The Cars: “Shake It Up” (1981)

More “Let’s Go” than “Touch And Go,” the first single from The Cars’ fourth is a party on a platter.

Kronomyth 4.1: The Cars in (cruise) control.

After a string of platinum albums, The Cars weren’t about to shake things up too much, finetuning the hitmaking formula for the effervescent “Shake It Up.” A playful video featuring the band on a night out picking up various strangers who turn out to be (surprise!) beautiful models was appreciably novel (if predictably shallow) in 1981. Ric Ocasek remains cool throughout, Elliot Easton plays a pink guitar (which I’ve read was Benjamin Orr’s idea), David Robinson wears a pink sportscoat, and the viewer gets the general impression that it’s good to be a rock star, which I suppose is how the musicmaker machinery works.

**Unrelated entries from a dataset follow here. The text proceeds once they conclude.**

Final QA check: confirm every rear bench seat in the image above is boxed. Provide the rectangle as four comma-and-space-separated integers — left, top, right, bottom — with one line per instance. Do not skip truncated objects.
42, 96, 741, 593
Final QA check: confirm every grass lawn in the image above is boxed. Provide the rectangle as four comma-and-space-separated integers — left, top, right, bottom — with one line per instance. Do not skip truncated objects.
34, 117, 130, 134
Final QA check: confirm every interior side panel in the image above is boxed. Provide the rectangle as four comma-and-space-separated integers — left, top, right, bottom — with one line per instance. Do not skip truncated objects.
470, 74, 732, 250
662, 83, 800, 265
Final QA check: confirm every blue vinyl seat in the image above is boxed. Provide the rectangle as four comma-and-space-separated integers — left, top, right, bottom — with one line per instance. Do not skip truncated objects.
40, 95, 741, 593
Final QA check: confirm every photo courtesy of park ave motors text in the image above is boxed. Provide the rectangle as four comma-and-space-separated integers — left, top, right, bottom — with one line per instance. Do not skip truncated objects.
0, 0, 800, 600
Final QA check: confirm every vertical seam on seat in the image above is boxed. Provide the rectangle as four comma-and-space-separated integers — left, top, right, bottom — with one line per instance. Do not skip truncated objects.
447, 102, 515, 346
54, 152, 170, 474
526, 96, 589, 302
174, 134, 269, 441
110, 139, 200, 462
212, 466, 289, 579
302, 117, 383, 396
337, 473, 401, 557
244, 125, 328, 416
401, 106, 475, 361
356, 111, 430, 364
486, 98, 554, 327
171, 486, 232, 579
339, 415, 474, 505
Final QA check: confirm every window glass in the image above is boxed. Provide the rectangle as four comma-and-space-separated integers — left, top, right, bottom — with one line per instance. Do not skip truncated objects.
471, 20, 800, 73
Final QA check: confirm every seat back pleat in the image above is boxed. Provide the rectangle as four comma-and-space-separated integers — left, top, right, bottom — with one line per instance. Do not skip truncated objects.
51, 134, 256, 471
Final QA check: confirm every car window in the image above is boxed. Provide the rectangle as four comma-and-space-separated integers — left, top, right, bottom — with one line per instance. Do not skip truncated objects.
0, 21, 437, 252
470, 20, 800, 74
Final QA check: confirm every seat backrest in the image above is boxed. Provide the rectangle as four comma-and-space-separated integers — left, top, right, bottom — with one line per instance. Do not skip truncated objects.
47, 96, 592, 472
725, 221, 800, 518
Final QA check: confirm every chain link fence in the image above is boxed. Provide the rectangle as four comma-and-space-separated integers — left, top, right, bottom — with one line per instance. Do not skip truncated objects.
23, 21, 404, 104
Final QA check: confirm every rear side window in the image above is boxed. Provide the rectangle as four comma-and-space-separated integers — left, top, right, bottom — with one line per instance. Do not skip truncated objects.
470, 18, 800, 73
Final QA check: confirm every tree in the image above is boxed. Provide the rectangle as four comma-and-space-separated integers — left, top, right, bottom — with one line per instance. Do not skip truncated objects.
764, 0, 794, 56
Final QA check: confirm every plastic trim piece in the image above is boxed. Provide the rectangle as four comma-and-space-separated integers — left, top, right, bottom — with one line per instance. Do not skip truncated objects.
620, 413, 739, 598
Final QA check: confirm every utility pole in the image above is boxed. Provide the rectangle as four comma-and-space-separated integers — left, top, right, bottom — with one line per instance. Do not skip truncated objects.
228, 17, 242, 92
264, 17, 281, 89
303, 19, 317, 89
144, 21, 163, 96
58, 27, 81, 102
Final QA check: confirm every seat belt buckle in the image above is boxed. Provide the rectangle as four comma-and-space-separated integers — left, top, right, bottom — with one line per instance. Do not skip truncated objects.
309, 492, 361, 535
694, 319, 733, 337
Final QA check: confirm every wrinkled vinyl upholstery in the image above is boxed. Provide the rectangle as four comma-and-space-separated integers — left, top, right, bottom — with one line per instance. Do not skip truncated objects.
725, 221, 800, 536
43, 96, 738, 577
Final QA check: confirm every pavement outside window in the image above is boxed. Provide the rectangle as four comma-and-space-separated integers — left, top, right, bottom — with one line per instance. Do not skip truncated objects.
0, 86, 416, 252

Listening to this song (or most Cars songs, really), it occurs to me that they may have been the last of the great glam rock bands. I say that because The Cars grabbed whole sections of their strategy from the glam operator’s manual: keep it stylish, keep it moving, make it sequined but with the shadow of darker substance. If that sounds like a stretch, remember that Ocasek was actually older than Marc Bolan. Sadly-strangely, Bolan’s career (and life) ended before The Cars’ began. In idle moments I’ve sometimes wondered whether the industry slots new acts into old shoes or if their might be supernatural forces at work, a sort of musical talisman handed off in secret under saturnine circumstances, but my crouching tigers are mostly motes of dust.

In honor of longstanding tradition, the labels selected what is arguably the album’s least interesting track, “Cruiser,” for the flip side of the first single. (It didn’t stop The Cars from getting mileage out of the song in their live shows.) Sung by Benjamin Orr, it’s a dark, relentless song about a midnight cruise. In an odd twist, you could probably superimpose this song over the “Shake It Up” video (for three minutes, anyway) and get a much difference experience. The lyrics are a perfect balance of sequins and shadows; perhaps chosen for a deeper meaning, likely selected because they sound menacing. Orr gives it a good effort, but I’d have rather heard Ocasek sing this one since it’s more aligned with his vampiric persona.

Read more Cars review

Original 7-inch single version

A1. Shake It Up (Ric Ocasek) (3:32)
B1. Cruiser (Ric Ocasek) (4:54)

Back-to-back hits 7-inch single reissue
A1. Shake It Up (Ric Ocasek) (3:32)
B1. Since You’re Gone (Ric Ocasek) (3:30)

The Plastic

Released on 7-inch and 7-inch picture disc single on November 9, 1981 in the US (Elektra, E-47250), the UK (Elektra, K 12583), Australia (Elektra, E 47250), Bolivia (Elektra, WS-9036), Canada (Elektra, E 47250 Q), Germany (Elektra, ELK 12 583), Guatemala (Elektra, E-47250), Italy (Elektra, W12583), Japan (Elektra/Warner/Pioneer, P-1598E), Mexico (Elektra, SWE-046), the Netherlands (Elektra, ELK 12.583), Portugal (Elektra, ELE 12583), South Africa (Elektra, EKS 705) and Spain (Elektra, 45-2166) with picture sleeve; reached #4 on the US charts (charted on November 21, 1981 for 22 weeks). Also released on 7-inch picture disc single in March 1982 in the UK (Elektra, K 12583P).

  1. Re-released with ”Since You’re Gone” on back-to-back hits 7-inch single in the US (Elektra Spun Gold, 7-65996).